The true prevalence of co-infections with human pathogens among hard ticks in most regions of Russia is unknown [43, 44]. In this study, the risk of tick co-infection with more than one pathogen was found to be greatest in regions where I. persulcatus is the predominant tick. This tick was submitted from veterinary practices in nine cities and I. persulcatus ticks with more than one pathogen were primarily submitted from known borreliosis-endemic areas. Ixodes persulcatus co-infected with B. burgdorferi (s.l.) and two species of the Anaplasmataceae were submitted from six cities across Russia. However, results of multiple previous studies indicate that in most regions a minority of Ixodes ticks are co-infected [45]. The present study found B. venatorum and B. divergens (0.42%) infection hotspots in Irkutsk; however, these pathogens were only detected in co-infection with zoonotic bacteria. Two ticks co-infected with B. microti (0.85 %) and B. garinii or B. afzelii were reported, one each in Kirov and Vologda. Babesia microti co-infections with Borrelia spp. may increase the risk of babesiosis in Lyme disease endemic areas [46]. Ticks with three co-infecting pathogens were submitted from Irkutsk and Vologda, where Babesia spp. DNA was detected in combination with B. burgdorferi (s.l.) and two Anaplasmataceae spp. Overall, these results reflect the complicated tick-borne pathogen epizootology reported throughout the wide geographical range of I. persulcatus [22, 47, 48]. These ticks therefore represent a pathogen transmission risk for both dogs and humans [49] and results of this study confirm the risk of tick-borne disease transmission from I. persulcatus in Russia.

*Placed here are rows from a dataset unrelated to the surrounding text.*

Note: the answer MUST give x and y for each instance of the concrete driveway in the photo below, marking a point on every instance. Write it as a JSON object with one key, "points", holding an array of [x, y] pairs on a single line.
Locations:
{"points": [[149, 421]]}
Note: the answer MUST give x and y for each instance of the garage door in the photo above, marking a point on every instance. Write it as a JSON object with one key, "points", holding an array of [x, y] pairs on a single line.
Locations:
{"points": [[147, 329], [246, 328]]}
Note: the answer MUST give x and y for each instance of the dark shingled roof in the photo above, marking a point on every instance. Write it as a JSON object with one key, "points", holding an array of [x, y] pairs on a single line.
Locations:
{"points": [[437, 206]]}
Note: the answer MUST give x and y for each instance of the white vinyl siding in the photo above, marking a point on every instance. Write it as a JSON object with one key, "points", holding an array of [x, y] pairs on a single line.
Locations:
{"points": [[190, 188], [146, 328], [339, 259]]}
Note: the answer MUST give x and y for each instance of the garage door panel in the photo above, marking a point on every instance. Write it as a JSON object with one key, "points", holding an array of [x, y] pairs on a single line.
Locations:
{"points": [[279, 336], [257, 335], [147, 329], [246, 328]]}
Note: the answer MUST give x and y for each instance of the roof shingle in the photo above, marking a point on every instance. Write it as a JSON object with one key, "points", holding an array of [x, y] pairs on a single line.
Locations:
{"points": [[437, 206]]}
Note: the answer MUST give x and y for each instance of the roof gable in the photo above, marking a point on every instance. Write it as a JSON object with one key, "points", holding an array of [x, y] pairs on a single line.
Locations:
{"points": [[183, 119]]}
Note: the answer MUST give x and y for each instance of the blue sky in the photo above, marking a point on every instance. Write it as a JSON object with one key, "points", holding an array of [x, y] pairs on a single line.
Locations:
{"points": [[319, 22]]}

Single I. ricinus co-infected with pathogens were detected in two cities, Moscow and St Petersburg, and these co-infected ticks always had Borrelia spp. pathogens. Previous studies in Russia reported I. ricinus with B. burgdorferi (s.l.) genospecies, A. phagocytophylum, Rickettsia monacensis and R. helvetica [50]. The present study indicates the potential presence of a wider selection of pathogens, including a tick found to have three different pathogen infections therefore underlining the risk for transmission of multiple pathogens to canine hosts with every feeding tick.

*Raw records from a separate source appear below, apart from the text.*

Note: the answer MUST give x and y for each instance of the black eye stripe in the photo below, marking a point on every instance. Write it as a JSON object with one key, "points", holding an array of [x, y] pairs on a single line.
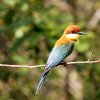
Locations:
{"points": [[73, 31]]}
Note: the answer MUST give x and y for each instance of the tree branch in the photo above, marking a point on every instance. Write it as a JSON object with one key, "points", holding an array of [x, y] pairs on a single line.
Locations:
{"points": [[36, 66]]}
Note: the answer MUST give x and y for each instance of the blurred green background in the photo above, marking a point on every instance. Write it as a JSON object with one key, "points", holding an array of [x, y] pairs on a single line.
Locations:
{"points": [[28, 31]]}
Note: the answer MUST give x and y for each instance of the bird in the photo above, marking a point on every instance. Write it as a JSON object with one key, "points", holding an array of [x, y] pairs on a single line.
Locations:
{"points": [[62, 49]]}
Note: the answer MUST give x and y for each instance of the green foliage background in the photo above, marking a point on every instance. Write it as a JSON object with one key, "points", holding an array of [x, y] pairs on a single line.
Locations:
{"points": [[28, 31]]}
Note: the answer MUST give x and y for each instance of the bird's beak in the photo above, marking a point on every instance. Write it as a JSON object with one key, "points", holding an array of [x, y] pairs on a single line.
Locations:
{"points": [[82, 33]]}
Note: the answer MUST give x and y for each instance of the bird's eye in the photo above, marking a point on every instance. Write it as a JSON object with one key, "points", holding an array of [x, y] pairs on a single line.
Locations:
{"points": [[73, 31]]}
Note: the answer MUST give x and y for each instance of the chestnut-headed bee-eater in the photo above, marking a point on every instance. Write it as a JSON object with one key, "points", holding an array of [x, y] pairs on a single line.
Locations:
{"points": [[62, 48]]}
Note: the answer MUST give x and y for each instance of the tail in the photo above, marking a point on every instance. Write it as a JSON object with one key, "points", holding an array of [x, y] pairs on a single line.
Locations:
{"points": [[41, 81]]}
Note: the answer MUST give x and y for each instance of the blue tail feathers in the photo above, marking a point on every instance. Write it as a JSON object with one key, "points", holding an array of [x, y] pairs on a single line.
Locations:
{"points": [[41, 82]]}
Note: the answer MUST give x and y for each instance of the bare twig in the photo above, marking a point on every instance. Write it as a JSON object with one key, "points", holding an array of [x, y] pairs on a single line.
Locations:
{"points": [[36, 66]]}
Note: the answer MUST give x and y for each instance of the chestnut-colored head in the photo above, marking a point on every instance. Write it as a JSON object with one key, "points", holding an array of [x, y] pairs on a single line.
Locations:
{"points": [[71, 34]]}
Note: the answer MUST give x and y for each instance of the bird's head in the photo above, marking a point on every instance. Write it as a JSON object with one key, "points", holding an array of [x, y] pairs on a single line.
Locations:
{"points": [[73, 32]]}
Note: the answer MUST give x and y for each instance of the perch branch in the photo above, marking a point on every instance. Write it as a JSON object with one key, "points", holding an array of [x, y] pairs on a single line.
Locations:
{"points": [[36, 66]]}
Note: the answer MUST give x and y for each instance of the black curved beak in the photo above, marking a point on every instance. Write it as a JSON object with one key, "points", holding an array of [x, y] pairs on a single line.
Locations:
{"points": [[82, 33]]}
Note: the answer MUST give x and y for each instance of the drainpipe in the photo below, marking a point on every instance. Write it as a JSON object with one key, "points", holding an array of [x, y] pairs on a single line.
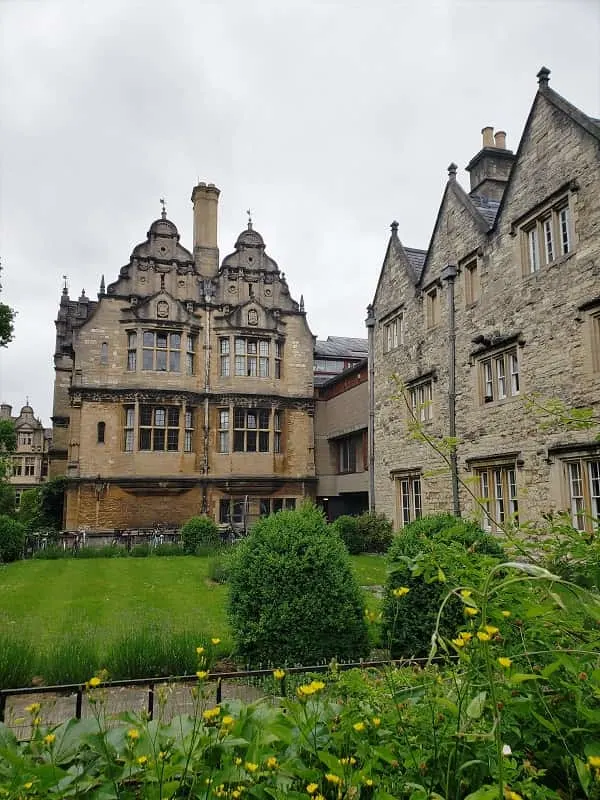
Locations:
{"points": [[449, 274], [370, 323]]}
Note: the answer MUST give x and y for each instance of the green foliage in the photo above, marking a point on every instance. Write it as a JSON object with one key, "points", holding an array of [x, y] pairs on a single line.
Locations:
{"points": [[429, 554], [12, 539], [199, 532], [367, 533], [52, 495], [7, 499], [293, 597]]}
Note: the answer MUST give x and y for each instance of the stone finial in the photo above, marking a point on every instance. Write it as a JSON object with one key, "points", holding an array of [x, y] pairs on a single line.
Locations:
{"points": [[543, 77]]}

In general, owners of dogs need to be made aware of the risks of tick infestation that they face during walks. Pathogens carried by ticks can infect both dogs and people and monitoring of ticks and the pathogens they carry provides insight into the occurrence and spread of zoonotic diseases. Veterinarians in all areas of Russia should keep these risks in mind and educate owners regarding the risks as well as developing optimal approaches for tick protection protocols that maximize owner compliance.

Conclusions

Multiple ticks from four genera and 11 species of the family Ixodidae were collected from domestic dogs across Russia. These ticks commonly carry pathogens and act as disease vectors. Ixodes persulcatus ticks present the greatest risk for transmission of multiple arthropod-borne pathogens. New tick pathogen transmission risks identified in Russia are B. crassa infecting H. parva and B. canis in D. marginatus.